IPsec crash, patch for review
VANHULLEBUS Yvan
vanhu at FreeBSD.org
Fri Jun 19 12:37:17 UTC 2009
Hi all.
We (NETASQ) had some IPsec related kernel crashes, and hunted them,
here are some informations and a possible patch:
First, problem only occurs when asynchronous crypto is done
(hardware encryption such as hifn cards, or software patch to do
encryption on a separate kthread when having multiple CPUs).
More or less exploitable backtraces always shows a problem with an
isr which seems to be used but already freed.
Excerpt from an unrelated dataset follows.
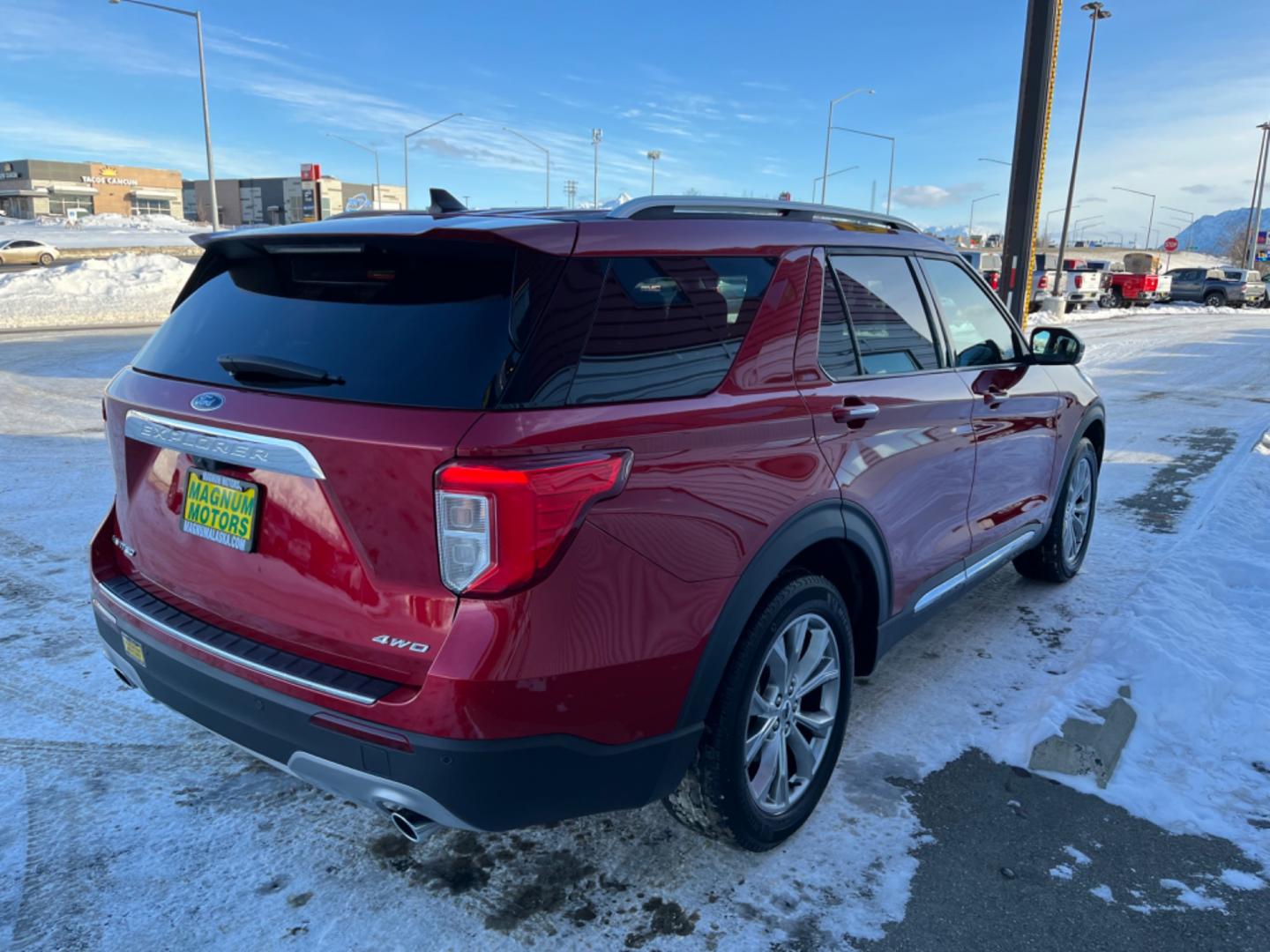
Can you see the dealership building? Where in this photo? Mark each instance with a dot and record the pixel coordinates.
(32, 187)
(283, 201)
While looking at the code, we noticed that there is probably a race
condition when using asynchronous crypto: ip_output (well,
ip_ipsec_output() now) releases refcnt to the SPD entry when IPsec
processing needs to be done, but SPD's isr will still be used by
[esp|ah|ipcomp]_output_cb().
The attached patch moves the KEY_FREESP() from ip_ipsec_output() to
[esp|ah|ipcomp]_output_cb() when there will be IPsec processing (when
ip_ipsec_output()returns -1).
(note for George and Bjoern: this is a newer version of the patch,
which also fixes a refcnt leak).
This patches solves our problem (no more crashes for a week, when we
had at least 2-3 crashes / day), and has also successfully passed our
non regression testsuite.
As it may still have some unexpected impacts on other parts of the
code, I'd like to have some feedback on it before commiting it.
Thanks,
Yvan.
-------------- next part --------------
Index: netinet/ip_ipsec.c
===================================================================
--- netinet/ip_ipsec.c (revision 193698)
+++ netinet/ip_ipsec.c (working copy)
@@ -405,8 +405,6 @@ done:
KEY_FREESP(&sp);
return 0;
reinjected:
- if (sp != NULL)
- KEY_FREESP(&sp);
return -1;
bad:
if (sp != NULL)
Index: netipsec/xform_esp.c
===================================================================
--- netipsec/xform_esp.c (revision 193698)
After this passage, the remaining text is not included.